Bizzat kendi söylemiyle, “yüzde yüzlük” bir iradeden bahsetmek gerekirse eğer; bu “yüzde yüzlük”, Avukat Gökhan Vural Arı’nın maddi sıkıntıları sebebiyle kendi canına kıydığı bir ekonomik ve hukuksal düzende kendisinin Barolar Birliği Başkanı olduğu gerçekliği üzerine olabilir.
Bu “istisnasızlık” hali, Avukatların adliye koridorlarında yerlerde sürüklendiği, hiçbir delil olmadan tutuklandıkları ve babalarının cenazesine kelepçeyle götürüldükleri bir düzenin artık ortadan kalkması mücadelesinde söz konusu olabilir.
Bu “yüzde yüzlük” irade, cinayet aletinin bizzat adaletsizlik olduğu, hâkim adayı Didem Yaylalı’nın intiharına sebep olan kim varsa, yargı ve kamu vicdanı önünde hesap vermeleri gerektiğine ilişkin olabilir.
“Yüzde yüzlük irade”, ancak mesleklerini yaparken darp edilen, tehditle yıldırılmaya çalışılan ve hatta katledilen meslektaşlarımızın aziz hatıraları ve bu gidişle gelecekte vereceğimiz ve sayısını bilmediğimiz müstakbel hukuk şehitleri söz konusu olduğunda sağlanabilir.
Bu istisnasızlık, kendisini eleştiren meslektaşlarımızı “terörist” ilan etmekte değil, başta masumiyet karinesi ve lekelenmeme hakkı olmak üzere tüm evrensel hukuk prensiplerinde vücut bulabilir.

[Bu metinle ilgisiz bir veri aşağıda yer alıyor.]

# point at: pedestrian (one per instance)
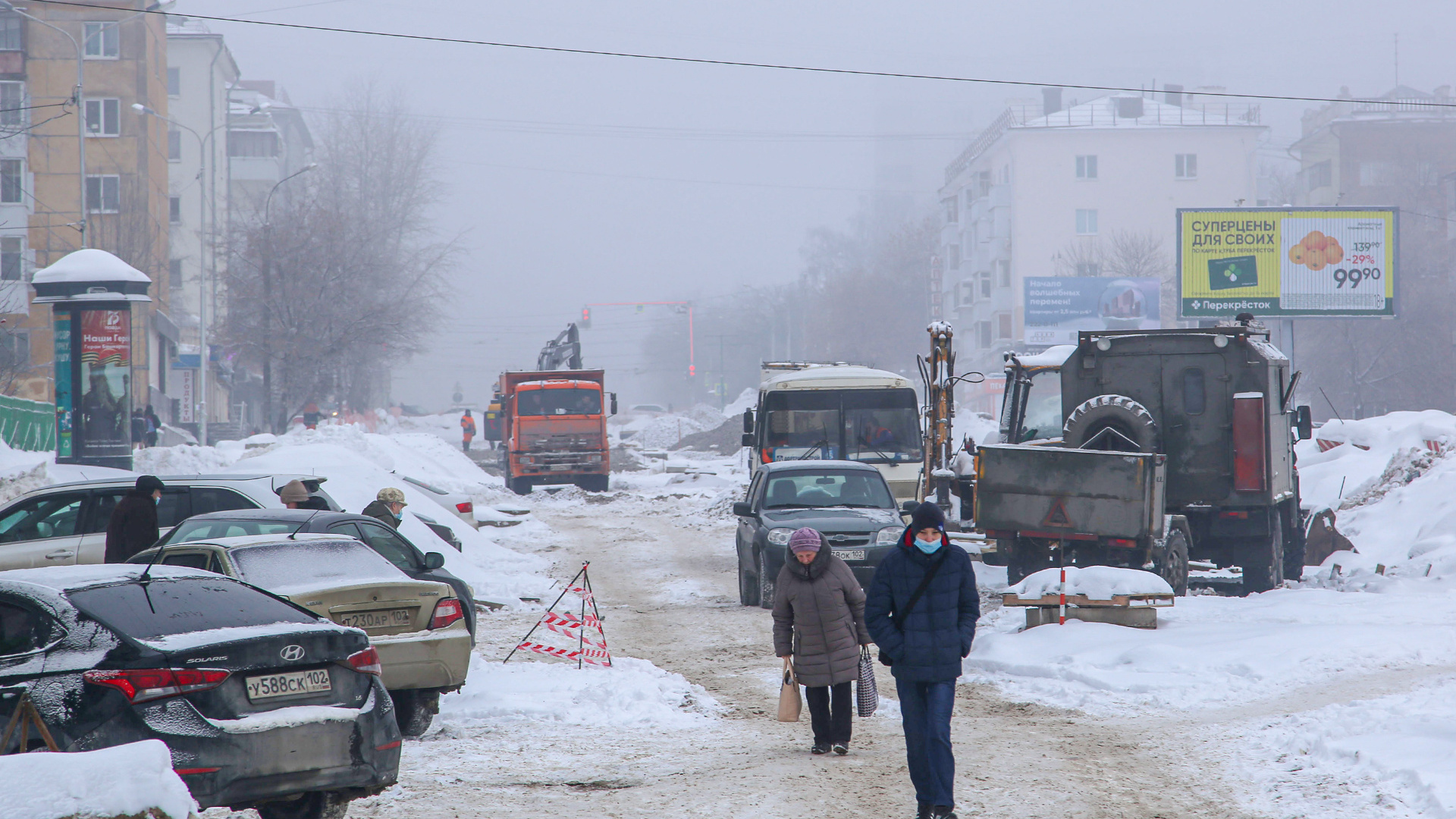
(922, 613)
(389, 506)
(466, 430)
(294, 494)
(819, 618)
(133, 523)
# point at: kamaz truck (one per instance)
(1212, 404)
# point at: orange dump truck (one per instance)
(554, 428)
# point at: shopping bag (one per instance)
(789, 703)
(865, 691)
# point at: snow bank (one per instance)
(1097, 582)
(127, 780)
(631, 694)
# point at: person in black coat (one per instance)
(134, 521)
(924, 646)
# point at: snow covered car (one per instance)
(383, 539)
(261, 703)
(66, 523)
(417, 626)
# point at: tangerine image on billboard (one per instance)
(1334, 261)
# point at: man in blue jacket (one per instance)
(922, 613)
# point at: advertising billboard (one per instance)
(1056, 308)
(1334, 261)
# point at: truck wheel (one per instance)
(764, 583)
(1126, 419)
(1264, 563)
(1171, 560)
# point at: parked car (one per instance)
(460, 504)
(417, 626)
(848, 502)
(66, 523)
(262, 703)
(383, 539)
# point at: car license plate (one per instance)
(376, 620)
(287, 684)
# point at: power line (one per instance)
(734, 63)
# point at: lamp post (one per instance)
(268, 295)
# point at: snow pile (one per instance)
(127, 780)
(632, 694)
(1097, 582)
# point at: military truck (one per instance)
(1213, 401)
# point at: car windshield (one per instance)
(184, 605)
(315, 564)
(827, 487)
(210, 529)
(570, 401)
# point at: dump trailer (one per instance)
(554, 428)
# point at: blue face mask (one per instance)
(928, 547)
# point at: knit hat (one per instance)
(805, 539)
(293, 491)
(927, 516)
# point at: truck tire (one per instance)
(1119, 413)
(1264, 563)
(1171, 558)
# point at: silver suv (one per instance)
(66, 523)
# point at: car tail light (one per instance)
(142, 686)
(1250, 450)
(366, 662)
(447, 611)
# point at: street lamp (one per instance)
(268, 295)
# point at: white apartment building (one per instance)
(1044, 188)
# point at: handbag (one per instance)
(915, 598)
(789, 703)
(867, 692)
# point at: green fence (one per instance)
(27, 425)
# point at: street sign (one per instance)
(1283, 262)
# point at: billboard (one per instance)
(1334, 261)
(1056, 308)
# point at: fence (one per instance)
(27, 425)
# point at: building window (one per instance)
(12, 259)
(104, 194)
(102, 117)
(11, 33)
(253, 143)
(12, 181)
(102, 41)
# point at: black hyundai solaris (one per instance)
(261, 703)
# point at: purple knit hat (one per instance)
(805, 539)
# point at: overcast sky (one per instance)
(584, 178)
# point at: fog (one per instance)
(587, 178)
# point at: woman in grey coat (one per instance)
(819, 617)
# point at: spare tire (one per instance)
(1126, 419)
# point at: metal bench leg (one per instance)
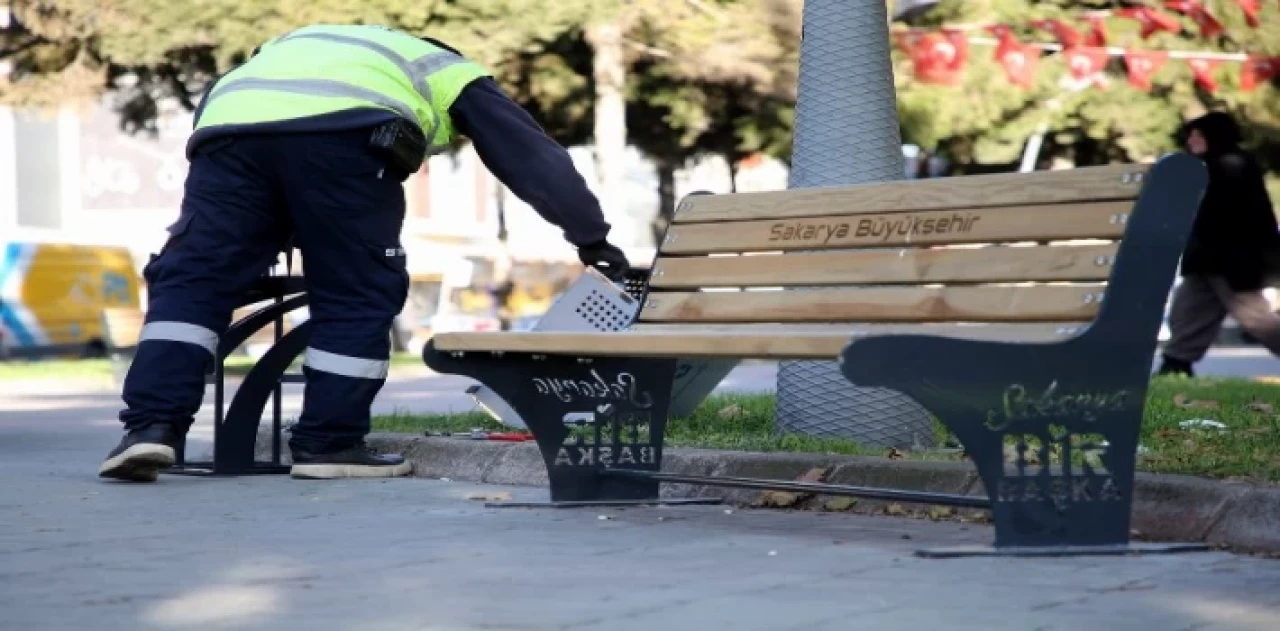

Sayın Feyzioğlu, yaptığı konuşmada; kurtuluşun çaresini 81 milyonun adalet paydasında hamasetle değil hakikatle buluşması olarak göstermektedir. Yukarıda sayılanlar ise hamaset değil, maalesef üzücü hakikatin bizzat kendisidir.
Sözlerini bitirirken, yargıyı güvenilir kılmanın gerekliliğinden bahseden Sayın Feyzioğlu’na tüm kalbimizde katılıyoruz. Biz de, tam da yargıyı güvenilir kılmak için, üzerinde görünmez cübbesiyle parti ziyaretlerinde bulunan ve ülkemiz için tek başına “makro-ekonomik politikalar” üreten Metin Feyzioğlu’na cübbesini çıkartarak gireceği siyaset yolunda başarılar diliyor; Cübbelerimiz ile kendisini uğurluyoruz.
Bu başarı dileğimiz ve uğurlama, bizzat “yargıyı güvenilir kılma” inancımızdan kaynaklanmaktadır. Hukukun üstünlüğü ve adalete erişme mücadelesi ise başta Ankara Barosu olmak üzere tüm barolar ve Avukatlar tarafından yükseltilerek sürdürülecektir. Kamuoyuna saygıyla duyurulur.
-
Ben mi ne söyleyeceğim ?
Ne eksiği, ne fazlası, tam da bunu…Konuşanların yüreğine sağlık…
Konuşmayanların ülkesine ise SELAM olsun !!!